Comments (11)
Experiments are conducted on a machine with 8 Nvidia 2080 Ti GPUs. We use batch_size=32 and less total iterations to save time.
classical_sr_x2
(trained on DIV2K, patch size = 48x48) takes about 1.75 days to train for 500K iterations.
classical_sr_x4
(trained on DIV2K, patch size = 48x48) takes about 0.95 days to train for 250K iterations. Note that we fine-tune x3/x4/8 models from x2 and halve the learning rate and total training iterations, for the benefit of reducing training time.
from swinir.
@JingyunLiang
Hi, thanks for your work!
I find something strange. You use half learning rate to fine-tune BIX3-4-8, why only use half lr for training?
If you use 1e-4 to train swinIR-BIX2 and then use 1e-5 to fine-tune the BIX4, you can get much much better result(even unbelieveable result, PSNR/SSIM so high) instead of half lr=5e-5.

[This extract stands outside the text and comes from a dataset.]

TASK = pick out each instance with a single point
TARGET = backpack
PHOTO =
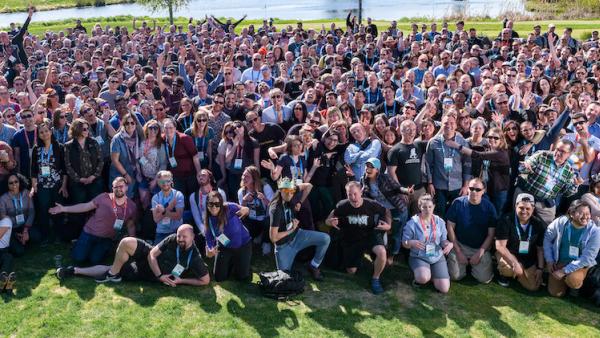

Is this kind of training trick cheating?(still improve 0.2 PSNR on Manga109, 0.0x improve on other image SR benchmark)
from swinir.
Thanks, so does it mean that it is difficult to train on a single card because of the memory even use 16 batchsize?
from swinir.
For a middle size SwinIR (used for classical image SR, around 12M parameters), we need about 24GB (2x12GB GPUs) for batch_size=16.
For a small size SwinIR (used for lightweight image SR, around 900k parameters), we need about 12GB(1x12GB GPUs) for batch_size=16.
from swinir.
I only use half lr (2e-4 may be too large, so we use 1e-4 for fine-tuning) for fine-tuning to save half of the training time. Fine-tuning from x2 is a common practice, such as RCAN, ECCV2018.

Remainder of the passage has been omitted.